Wonosobo (Humas) — Semangat Ramadan yang baru saja berlalu masih terasa hangat di lingkungan Kantor Kementerian Agama Kabupaten Wonosobo. Dalam satu rangkaian kegiatan halalbihalal, Senin (30/3/2026), Kemenag Wonosobo memberikan penghargaan kepada para penyuluh agama Islam yang telah berkontribusi aktif dalam program Mimbar Ramadan 1447 H/2026 M—sebuah gerakan dakwah digital yang menjangkau hati masyarakat melalui layar.
Program Mimbar Ramadan merupakan inisiatif Kemenag Wonosobo yang dilaksanakan sepanjang bulan suci Ramadan, sebagai media dakwah kreatif yang menjangkau masyarakat secara lebih luas melalui platform digital. Kegiatan ini diikuti oleh 30 penyuluh agama Islam yang berasal dari 15 Kantor Urusan Agama (KUA) se-Kabupaten Wonosobo, menghadirkan beragam konten keagamaan yang edukatif, inspiratif, dan relevan dengan kehidupan sehari-hari.
Selama satu bulan penuh, para penyuluh berperan aktif menyampaikan pesan-pesan keislaman dengan pendekatan yang segar dan komunikatif. Dari sekian banyak karya yang dihasilkan, dipilih penyuluh terbaik 1, 2, dan 3 berdasarkan kualitas konten video yang meliputi kesesuaian tema yang telah ditetapkan, penguasaan materi, kemampuan public speaking, serta kualitas audio visual.
Tak hanya itu, penghargaan Best Famous Penyuluh Agama Islam juga diberikan kepada penyuluh dengan tingkat respons masyarakat tertinggi. Indikatornya meliputi jumlah penonton (viewer), tanda suka (like), serta interaksi berupa komentar pada konten yang diunggah melalui media sosial resmi Kemenag Wonosobo—menjadi bukti bahwa dakwah yang disampaikan mampu diterima dan dirasakan manfaatnya oleh masyarakat luas.

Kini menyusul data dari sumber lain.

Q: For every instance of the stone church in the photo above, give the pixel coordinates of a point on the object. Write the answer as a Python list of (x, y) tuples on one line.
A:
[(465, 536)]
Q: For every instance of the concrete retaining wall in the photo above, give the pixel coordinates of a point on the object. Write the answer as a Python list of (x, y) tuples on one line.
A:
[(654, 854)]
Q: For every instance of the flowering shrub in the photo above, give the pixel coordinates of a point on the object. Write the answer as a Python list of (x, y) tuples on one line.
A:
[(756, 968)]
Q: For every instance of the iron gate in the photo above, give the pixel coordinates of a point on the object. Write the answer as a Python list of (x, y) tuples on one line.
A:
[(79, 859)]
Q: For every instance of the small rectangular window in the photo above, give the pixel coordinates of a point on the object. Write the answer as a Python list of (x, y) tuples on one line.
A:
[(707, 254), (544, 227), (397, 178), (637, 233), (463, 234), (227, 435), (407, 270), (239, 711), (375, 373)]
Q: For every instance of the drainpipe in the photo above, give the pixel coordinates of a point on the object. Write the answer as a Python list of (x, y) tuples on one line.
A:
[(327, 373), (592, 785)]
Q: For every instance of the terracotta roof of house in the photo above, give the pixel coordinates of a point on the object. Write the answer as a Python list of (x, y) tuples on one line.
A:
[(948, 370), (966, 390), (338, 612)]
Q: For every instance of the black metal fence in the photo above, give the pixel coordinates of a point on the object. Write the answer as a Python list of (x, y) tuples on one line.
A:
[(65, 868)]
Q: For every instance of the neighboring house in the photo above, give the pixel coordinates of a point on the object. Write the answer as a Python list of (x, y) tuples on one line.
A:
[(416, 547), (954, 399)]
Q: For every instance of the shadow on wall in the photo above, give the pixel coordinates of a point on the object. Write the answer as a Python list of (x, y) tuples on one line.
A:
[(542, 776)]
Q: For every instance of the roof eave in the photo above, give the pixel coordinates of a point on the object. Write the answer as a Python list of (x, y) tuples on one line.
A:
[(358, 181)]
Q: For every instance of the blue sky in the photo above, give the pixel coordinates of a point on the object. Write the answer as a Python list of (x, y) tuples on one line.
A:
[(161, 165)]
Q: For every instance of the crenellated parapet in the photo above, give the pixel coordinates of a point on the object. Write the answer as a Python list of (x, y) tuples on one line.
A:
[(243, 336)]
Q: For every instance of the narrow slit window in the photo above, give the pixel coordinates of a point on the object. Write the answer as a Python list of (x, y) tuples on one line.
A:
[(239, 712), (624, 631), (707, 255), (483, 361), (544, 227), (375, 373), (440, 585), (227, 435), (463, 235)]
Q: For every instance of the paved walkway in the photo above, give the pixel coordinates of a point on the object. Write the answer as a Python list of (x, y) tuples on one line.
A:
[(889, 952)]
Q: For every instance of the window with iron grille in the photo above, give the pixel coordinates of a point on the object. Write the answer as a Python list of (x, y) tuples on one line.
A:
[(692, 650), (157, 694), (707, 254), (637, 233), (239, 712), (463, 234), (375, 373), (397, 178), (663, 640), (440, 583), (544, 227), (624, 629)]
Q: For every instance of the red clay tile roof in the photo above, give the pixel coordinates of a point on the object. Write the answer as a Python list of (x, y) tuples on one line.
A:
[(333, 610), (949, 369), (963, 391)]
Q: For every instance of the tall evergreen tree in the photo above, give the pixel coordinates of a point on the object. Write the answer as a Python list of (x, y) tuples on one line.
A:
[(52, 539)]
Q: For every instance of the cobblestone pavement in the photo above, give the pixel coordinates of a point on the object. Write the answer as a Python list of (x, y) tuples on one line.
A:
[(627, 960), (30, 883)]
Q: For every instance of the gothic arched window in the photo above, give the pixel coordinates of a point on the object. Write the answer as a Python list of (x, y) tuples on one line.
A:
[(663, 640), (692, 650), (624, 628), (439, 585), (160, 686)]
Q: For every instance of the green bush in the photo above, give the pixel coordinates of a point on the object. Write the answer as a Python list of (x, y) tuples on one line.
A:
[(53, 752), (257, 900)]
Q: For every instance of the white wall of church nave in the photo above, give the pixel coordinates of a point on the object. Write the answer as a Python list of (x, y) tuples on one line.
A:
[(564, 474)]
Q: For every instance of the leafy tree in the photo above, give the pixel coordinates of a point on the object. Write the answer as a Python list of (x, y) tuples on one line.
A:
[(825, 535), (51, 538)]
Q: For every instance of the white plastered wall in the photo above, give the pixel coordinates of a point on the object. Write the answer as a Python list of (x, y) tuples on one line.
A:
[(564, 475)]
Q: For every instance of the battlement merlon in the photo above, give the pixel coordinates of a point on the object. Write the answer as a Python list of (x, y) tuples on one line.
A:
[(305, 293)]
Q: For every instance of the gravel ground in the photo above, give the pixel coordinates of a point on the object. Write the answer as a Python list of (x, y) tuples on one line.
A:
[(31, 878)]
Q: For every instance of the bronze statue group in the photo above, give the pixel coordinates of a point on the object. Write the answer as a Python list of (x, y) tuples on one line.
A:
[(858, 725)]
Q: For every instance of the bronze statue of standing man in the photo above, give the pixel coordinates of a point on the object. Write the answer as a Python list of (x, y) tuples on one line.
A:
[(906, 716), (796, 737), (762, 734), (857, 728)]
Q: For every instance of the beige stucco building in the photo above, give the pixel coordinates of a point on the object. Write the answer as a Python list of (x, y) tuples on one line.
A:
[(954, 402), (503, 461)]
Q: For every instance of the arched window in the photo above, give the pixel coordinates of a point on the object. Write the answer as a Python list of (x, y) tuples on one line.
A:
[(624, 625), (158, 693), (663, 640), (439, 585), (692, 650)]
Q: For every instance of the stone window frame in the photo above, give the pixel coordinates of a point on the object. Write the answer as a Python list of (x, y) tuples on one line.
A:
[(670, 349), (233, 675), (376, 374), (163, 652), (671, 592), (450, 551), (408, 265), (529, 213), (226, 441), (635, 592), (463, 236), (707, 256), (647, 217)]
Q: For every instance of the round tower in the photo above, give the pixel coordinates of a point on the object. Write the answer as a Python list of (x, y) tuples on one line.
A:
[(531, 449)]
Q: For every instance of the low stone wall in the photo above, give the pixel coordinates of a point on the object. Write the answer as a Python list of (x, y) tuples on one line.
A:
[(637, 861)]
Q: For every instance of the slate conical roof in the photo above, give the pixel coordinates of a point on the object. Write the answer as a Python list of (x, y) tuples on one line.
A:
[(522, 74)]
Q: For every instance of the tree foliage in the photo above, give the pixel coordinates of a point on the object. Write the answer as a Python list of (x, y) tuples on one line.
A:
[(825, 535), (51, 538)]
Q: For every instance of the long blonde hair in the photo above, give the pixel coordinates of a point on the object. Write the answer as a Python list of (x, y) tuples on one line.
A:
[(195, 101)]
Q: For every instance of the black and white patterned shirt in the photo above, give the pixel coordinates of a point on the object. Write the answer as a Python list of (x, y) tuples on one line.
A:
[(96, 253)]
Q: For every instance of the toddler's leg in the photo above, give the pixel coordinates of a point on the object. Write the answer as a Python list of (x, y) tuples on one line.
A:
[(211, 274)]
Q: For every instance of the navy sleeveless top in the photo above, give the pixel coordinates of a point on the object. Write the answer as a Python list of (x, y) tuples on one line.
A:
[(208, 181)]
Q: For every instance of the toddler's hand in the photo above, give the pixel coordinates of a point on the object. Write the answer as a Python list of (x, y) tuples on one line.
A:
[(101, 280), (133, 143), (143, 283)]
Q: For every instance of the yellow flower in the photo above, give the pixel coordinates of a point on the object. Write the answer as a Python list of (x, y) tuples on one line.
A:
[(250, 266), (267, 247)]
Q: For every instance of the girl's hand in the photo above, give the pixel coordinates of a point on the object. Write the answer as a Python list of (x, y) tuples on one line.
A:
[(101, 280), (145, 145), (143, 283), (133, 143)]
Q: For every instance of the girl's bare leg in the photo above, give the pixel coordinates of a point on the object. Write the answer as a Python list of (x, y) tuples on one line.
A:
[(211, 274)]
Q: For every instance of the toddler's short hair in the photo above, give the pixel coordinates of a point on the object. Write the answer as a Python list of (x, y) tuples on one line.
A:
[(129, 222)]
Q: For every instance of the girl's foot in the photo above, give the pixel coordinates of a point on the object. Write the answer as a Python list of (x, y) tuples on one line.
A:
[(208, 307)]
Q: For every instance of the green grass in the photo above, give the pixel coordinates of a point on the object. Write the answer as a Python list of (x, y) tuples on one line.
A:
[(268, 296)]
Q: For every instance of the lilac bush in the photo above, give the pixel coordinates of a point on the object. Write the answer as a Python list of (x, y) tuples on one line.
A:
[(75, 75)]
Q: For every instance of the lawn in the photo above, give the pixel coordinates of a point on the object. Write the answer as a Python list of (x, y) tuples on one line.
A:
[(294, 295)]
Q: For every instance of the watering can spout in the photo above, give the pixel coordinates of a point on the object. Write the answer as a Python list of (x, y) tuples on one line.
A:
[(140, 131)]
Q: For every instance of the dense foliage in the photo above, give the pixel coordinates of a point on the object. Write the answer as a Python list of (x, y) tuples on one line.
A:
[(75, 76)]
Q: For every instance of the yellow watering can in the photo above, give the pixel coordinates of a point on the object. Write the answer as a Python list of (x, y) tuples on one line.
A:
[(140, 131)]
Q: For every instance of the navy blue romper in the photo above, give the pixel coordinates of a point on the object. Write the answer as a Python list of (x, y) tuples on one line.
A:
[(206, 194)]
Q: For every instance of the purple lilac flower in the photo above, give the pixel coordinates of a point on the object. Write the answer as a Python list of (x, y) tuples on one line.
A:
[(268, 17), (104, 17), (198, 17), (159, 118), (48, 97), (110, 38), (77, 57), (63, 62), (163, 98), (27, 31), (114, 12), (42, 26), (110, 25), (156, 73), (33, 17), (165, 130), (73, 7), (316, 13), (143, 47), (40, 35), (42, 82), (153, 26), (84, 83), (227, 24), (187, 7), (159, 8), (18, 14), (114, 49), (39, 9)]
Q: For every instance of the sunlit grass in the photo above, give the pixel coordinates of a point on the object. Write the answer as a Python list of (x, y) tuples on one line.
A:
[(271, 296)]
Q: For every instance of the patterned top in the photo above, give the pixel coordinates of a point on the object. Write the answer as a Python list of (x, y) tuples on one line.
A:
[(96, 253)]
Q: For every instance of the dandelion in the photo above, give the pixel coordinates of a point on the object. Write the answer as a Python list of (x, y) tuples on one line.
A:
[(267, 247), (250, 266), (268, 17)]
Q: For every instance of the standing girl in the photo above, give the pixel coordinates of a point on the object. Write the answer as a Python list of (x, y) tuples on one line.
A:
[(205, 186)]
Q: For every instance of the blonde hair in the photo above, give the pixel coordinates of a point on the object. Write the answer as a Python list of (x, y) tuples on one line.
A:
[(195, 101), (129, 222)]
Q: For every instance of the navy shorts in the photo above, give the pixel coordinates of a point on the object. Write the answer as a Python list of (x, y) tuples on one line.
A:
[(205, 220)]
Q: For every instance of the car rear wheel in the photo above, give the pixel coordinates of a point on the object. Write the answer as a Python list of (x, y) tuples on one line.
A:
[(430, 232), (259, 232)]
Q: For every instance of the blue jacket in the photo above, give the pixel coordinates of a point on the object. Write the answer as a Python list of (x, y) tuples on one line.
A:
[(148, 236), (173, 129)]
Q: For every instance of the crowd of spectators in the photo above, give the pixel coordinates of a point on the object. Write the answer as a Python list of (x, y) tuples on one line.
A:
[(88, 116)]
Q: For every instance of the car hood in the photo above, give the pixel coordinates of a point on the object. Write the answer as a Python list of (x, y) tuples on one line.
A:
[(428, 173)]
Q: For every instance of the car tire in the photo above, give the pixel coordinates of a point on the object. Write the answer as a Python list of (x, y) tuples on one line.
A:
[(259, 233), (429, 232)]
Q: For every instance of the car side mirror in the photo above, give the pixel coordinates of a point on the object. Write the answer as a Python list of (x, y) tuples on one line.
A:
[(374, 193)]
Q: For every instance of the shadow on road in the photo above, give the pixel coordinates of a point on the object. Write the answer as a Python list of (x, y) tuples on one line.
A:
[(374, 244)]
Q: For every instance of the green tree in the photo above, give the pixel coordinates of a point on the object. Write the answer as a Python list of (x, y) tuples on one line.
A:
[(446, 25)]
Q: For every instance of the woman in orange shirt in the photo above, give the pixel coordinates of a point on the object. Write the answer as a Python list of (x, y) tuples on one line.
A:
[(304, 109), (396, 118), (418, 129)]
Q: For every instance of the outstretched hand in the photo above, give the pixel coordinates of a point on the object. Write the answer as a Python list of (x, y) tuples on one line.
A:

Sebagai bentuk penghargaan yang inklusif, seluruh penyuluh agama Islam yang terlibat juga menerima apresiasi sebagai kontributor program Mimbar Ramadan 1447 H/2026 M. Sertifikat penghargaan diserahkan sebagai wujud terima kasih atas dedikasi, partisipasi aktif, serta kontribusi nyata dalam memberikan layanan penyuluhan keagamaan kepada masyarakat selama bulan suci.
Kepala Kantor Kementerian Agama Kabupaten Wonosobo, Panut, menyampaikan bahwa program ini menjadi salah satu bukti bahwa penyuluh agama mampu beradaptasi dengan perkembangan zaman tanpa meninggalkan esensi dakwah itu sendiri.
“Apa yang telah ditunjukkan para penyuluh melalui Mimbar Ramadan ini bukan sekadar karya, tetapi wujud nyata pengabdian. Di tengah perkembangan zaman, dakwah harus mampu hadir dengan cara yang lebih adaptif, menyentuh, dan relevan. Saya berharap semangat ini terus dijaga, bahkan ditingkatkan, sebagai bagian dari upaya kita memberikan pencerahan kepada masyarakat,” ungkapnya.
Ia juga menegaskan bahwa penghargaan ini bukan semata tentang siapa yang terbaik, tetapi sebagai bentuk motivasi bersama agar seluruh penyuluh terus berkembang dan berinovasi dalam menyampaikan pesan-pesan keagamaan.
Momen pemberian apresiasi ini menjadi penutup yang manis dalam rangkaian kegiatan, sekaligus pengingat bahwa setiap upaya kebaikan, sekecil apa pun, layak untuk dihargai. Dengan semangat kolaborasi dan kreativitas yang terus tumbuh, diharapkan para penyuluh agama Islam di Kabupaten Wonosobo dapat semakin berperan aktif dalam membimbing dan menginspirasi masyarakat di era yang terus bergerak dinamis.